Structure and function of filamentous actin in the cardiac thin filament and in activating platelets, and its role in cardiac disease

This proposal applies state of the art imaging techniques to study the role of Filamentous (F-actin) in cardiac disease.

Firstly, as structural support in striated muscle cells (Aim 1), and secondly, as a dynamic network that adapts quickly to the cell’s requirements in activating platelets (Aim 2).

Aim 1: All proteins in the cardiac (actin based) thin filament can exhibit mutations that cause hypertrophic cardiomyopathy (HCM).

To understand these structure-function-disease relationships we will generate HCM mutant zebrafish (ZF) lines, enabling us directly to understand the effect of disease-causing mutations.

To place our findings in the context of human biology, we will generate the first human native cardiac thin filament structure, using tissue that would otherwise be discarded from cardiac surgical procedures.

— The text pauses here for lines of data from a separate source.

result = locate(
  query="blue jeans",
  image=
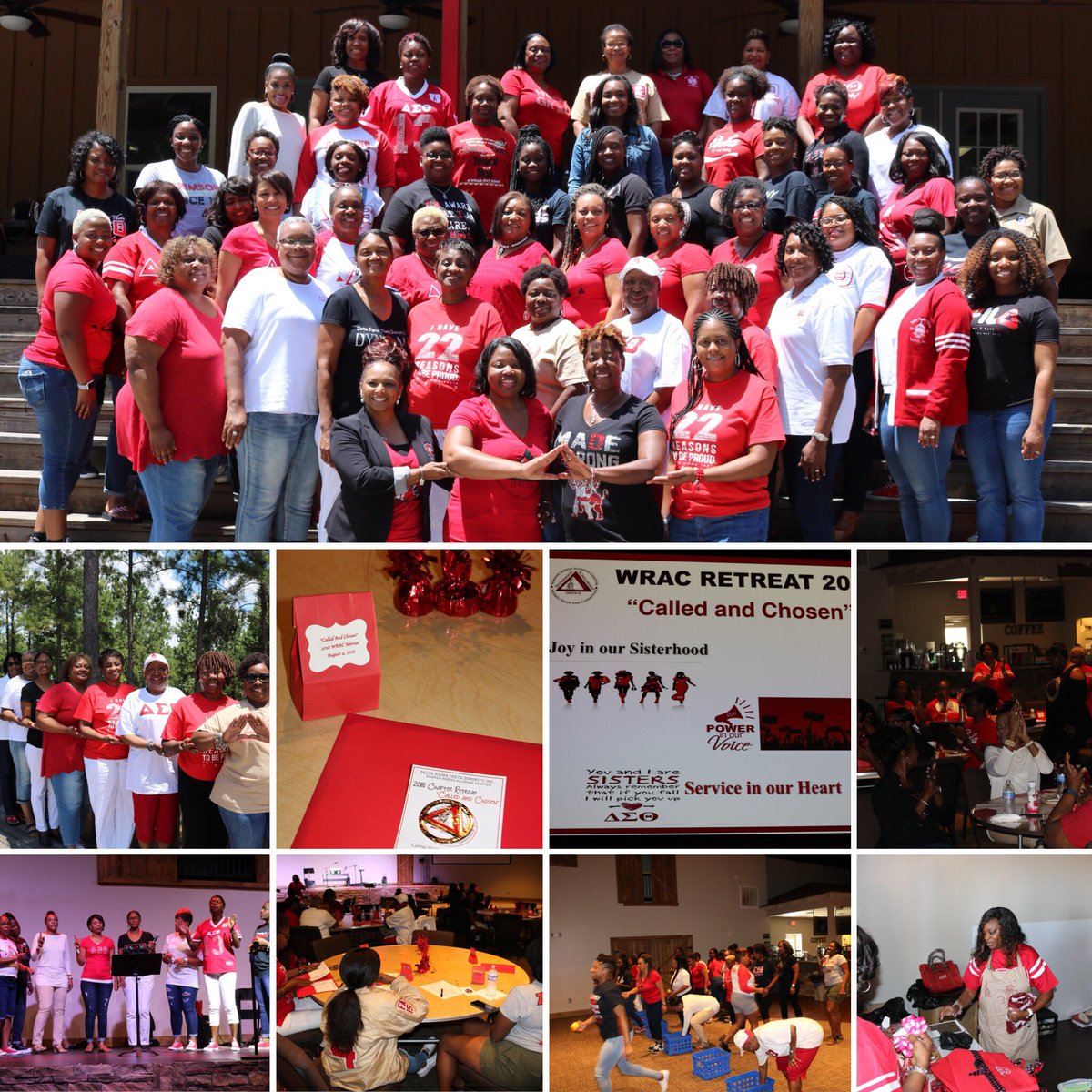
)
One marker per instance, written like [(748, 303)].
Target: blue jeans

Aim 2: F-actin is also instrumental in platelet activation and when inappropriately activated contributes to thrombotic events; we will investigate this important process by studying platelets undergoing activation.

We recently discovered novel conformers of actin residing within the lumen of cytoplasmic microtubules and will explore this arrangement of F-actin in platelets.

Cryo Electron Microscopy (cryo EM) and Tomography (cryo ET) provide unprecedented levels of detail, these high-resolution insights into protein structure will be critical to the development of therapeutics.